According to the Health Policy Research Center, the average cost of in-home care is $2000 per month. And a month in a nursing home costs $6,500.
More than half of those surveyed (53 percent) said they could not afford to pay for more than three months of in-home care. And 66 percent could not pay for more than three months in a nursing home.
Current data and demographic projections suggest that 70 percent of seniors will be unable to live in their own homes without some kind of help. Yet only 37 percent of the people in this poll understand how likely they are to need assistance. The mistake was true across racial and ethnic differences, household income levels and geography throughout California.
Dr. Bruce Chernof, president and CEO of the SCAN Foundation, which funded the poll, said he believes the survey’s most important finding was that a majority of Californians, regardless of party affiliation, believe that “doing something about long term care is a really important public policy issue.”
Chernof said he thinks the state should better educate people about the challenges they are likely to face. He also thinks the state should reorganize its own services for the aging to better coordinate them and make them more centered on the needs of the consumer or patient and less wedded to the needs of the agencies that run the programs.
“That would start by asking, what are the person’s needs?” Chernof said. “A key to that is a thoughtful, uniform assessment. And then asking what resources are available to really help that person in the most effective way?”
An example of the widespread ignorance about long-term care that the poll uncovered was an almost total lack of awareness of a new federal program created as part of the health reform bill passed by Congress last year.
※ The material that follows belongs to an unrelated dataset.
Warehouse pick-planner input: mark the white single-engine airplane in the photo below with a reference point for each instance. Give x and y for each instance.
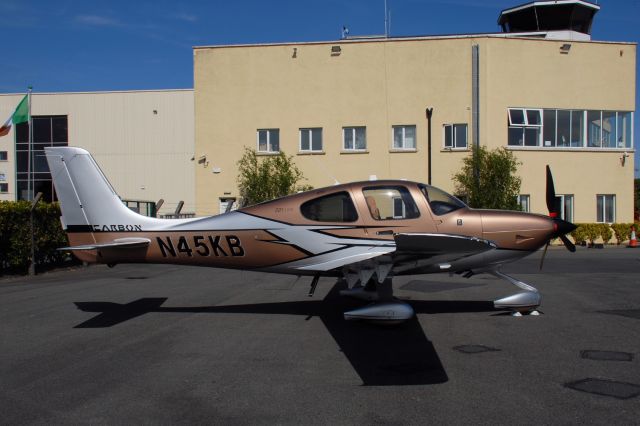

Known as the Class Act – for Community Living Assistance Services and Supports – the program is to be open to all and paid for with voluntary deductions from employee’s paychecks. Employers will have the ability to deduct the premiums automatically unless workers opt out.
People who pay into the program for at least five years would then be eligible for a cash benefit they could spend on services of their choice, including in-home care.
Nine out of ten California voters over age 40 are unaware of the program, which is scheduled to roll out next year. But when told of its details, 88 percent said they favored the idea.
Note: HealthyCal.org receives funding from the SCAN Foundation.